The immediate clinical consequences and associations of pre-eclampsia are the subject of intense study and are reviewed in depth throughout this volume. It is natural for any woman who experiences a hypertensive disorder in pregnancy to enquire what implications this has, if any, for her future health. While the long-term outcome of women who experience pre-eclampsia has been the subject of research, there are still major uncertainties regarding this area due to the inherent problems of long-term longitudinal clinical studies. The aim of this chapter is to summarize the recent evidence regarding the implications of pre-eclampsia occurring during pregnancy for a woman's health in later life. Moreover, methodological issues related to addressing this research question will also be reviewed both to assist interpretation of the existing literature and to provide guidance for how future studies might be conducted.
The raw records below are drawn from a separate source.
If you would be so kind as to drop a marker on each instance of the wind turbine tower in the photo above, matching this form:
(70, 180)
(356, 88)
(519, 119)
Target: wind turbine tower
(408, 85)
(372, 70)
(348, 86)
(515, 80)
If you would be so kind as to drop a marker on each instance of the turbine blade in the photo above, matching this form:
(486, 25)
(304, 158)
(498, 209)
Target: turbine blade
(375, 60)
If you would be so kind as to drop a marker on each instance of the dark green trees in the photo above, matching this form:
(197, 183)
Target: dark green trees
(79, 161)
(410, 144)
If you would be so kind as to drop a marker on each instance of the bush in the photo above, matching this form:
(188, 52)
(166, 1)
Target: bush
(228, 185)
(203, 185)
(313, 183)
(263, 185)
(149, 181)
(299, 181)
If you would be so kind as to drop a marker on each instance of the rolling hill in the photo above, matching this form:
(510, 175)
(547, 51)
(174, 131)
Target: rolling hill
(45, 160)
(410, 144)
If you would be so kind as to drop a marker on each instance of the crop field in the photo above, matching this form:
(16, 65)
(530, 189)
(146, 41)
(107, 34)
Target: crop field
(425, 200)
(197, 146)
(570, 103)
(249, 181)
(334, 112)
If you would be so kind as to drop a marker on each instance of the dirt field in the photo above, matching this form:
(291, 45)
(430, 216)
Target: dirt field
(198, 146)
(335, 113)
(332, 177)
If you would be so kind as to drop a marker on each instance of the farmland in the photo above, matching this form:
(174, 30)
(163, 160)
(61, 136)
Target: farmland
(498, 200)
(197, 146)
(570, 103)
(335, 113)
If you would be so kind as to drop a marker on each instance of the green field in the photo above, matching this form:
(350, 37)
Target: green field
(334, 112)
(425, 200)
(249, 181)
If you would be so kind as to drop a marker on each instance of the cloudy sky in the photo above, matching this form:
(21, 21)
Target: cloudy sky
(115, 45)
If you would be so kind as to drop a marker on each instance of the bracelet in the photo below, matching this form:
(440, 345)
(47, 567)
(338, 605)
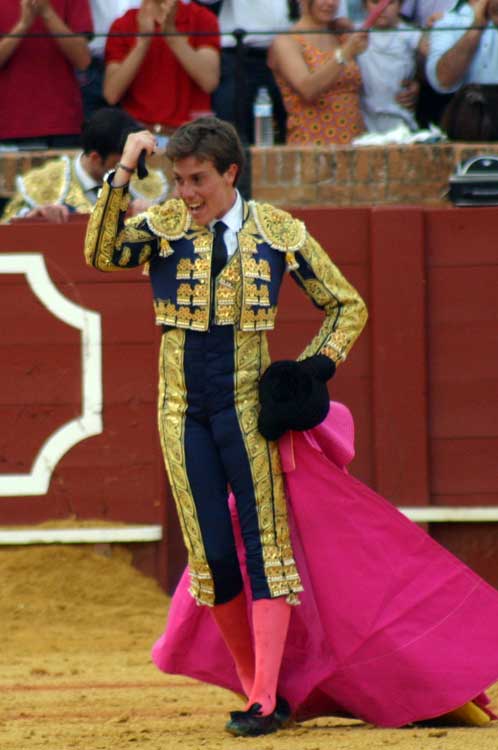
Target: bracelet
(119, 165)
(339, 57)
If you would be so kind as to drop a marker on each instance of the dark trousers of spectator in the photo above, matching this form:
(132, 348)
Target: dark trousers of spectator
(43, 142)
(91, 84)
(241, 76)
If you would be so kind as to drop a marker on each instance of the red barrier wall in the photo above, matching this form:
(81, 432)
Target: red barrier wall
(421, 382)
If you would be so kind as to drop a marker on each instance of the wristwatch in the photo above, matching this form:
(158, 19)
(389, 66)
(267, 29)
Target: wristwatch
(339, 57)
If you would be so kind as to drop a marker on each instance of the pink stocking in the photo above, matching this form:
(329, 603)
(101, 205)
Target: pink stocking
(233, 623)
(270, 621)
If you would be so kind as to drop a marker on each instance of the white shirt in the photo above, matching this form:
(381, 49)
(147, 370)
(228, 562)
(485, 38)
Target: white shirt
(256, 15)
(446, 33)
(104, 12)
(389, 58)
(233, 218)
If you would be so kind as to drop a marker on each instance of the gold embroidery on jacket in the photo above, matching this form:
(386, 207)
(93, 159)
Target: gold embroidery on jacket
(170, 220)
(252, 358)
(278, 228)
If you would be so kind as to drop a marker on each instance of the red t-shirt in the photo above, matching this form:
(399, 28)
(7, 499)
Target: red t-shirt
(162, 91)
(39, 91)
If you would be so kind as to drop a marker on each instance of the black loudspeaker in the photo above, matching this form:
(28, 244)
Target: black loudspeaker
(475, 183)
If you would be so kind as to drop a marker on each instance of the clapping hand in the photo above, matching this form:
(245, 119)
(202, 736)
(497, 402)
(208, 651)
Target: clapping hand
(408, 94)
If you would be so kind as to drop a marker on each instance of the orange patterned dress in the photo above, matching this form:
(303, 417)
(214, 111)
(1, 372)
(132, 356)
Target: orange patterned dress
(334, 117)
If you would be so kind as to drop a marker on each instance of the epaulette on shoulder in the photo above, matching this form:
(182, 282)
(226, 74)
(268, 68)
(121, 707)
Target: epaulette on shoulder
(281, 230)
(169, 220)
(49, 183)
(153, 188)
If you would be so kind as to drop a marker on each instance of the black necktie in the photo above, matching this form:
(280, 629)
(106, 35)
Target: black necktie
(93, 193)
(219, 257)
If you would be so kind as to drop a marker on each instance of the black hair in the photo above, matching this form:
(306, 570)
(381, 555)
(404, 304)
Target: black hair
(106, 131)
(472, 114)
(208, 139)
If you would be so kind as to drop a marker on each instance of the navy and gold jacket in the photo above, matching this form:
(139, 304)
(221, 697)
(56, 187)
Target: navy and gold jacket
(178, 254)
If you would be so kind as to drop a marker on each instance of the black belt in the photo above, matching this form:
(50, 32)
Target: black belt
(257, 52)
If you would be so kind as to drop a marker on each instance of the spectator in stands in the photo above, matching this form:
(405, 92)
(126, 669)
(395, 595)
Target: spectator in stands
(425, 12)
(63, 186)
(388, 70)
(104, 13)
(163, 81)
(240, 79)
(319, 77)
(40, 102)
(460, 54)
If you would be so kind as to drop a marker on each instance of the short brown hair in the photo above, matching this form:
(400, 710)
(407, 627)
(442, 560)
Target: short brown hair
(208, 139)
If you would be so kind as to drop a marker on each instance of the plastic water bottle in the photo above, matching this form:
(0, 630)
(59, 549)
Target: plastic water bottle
(263, 118)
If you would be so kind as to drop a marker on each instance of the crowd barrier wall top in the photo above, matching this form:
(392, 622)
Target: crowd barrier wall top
(317, 176)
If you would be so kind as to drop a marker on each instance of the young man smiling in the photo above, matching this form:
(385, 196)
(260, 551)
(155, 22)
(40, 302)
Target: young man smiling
(216, 264)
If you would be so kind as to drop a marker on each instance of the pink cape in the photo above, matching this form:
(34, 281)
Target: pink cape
(391, 629)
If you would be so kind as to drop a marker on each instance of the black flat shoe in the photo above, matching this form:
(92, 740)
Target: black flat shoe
(283, 713)
(252, 723)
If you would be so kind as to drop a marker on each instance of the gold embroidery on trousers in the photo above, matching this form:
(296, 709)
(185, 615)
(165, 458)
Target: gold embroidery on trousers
(252, 358)
(172, 407)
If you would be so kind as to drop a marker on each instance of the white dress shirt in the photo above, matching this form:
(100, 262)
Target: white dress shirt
(104, 12)
(446, 33)
(256, 15)
(233, 218)
(389, 59)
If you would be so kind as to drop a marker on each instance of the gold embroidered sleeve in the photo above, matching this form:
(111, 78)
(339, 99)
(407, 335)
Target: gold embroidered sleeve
(13, 208)
(113, 244)
(345, 311)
Methodological issues in determining long-term associations with pre-eclampsia
Epidemiological studies generally aim to quantify the association between developing a given disease and some characteristic in a population. The characteristic can take many forms, such as a blood test, environmental exposure or socio-economic factor. The first step in any study is to determine whether the outcome and exposure are associated to a degree which is greater than expected by chance. Any analysis assumes that a sufficient number of individuals were studied to allow detection of an association, were any to exist. Having demonstrated an association, the next step is to determine whether the association is likely to be causal.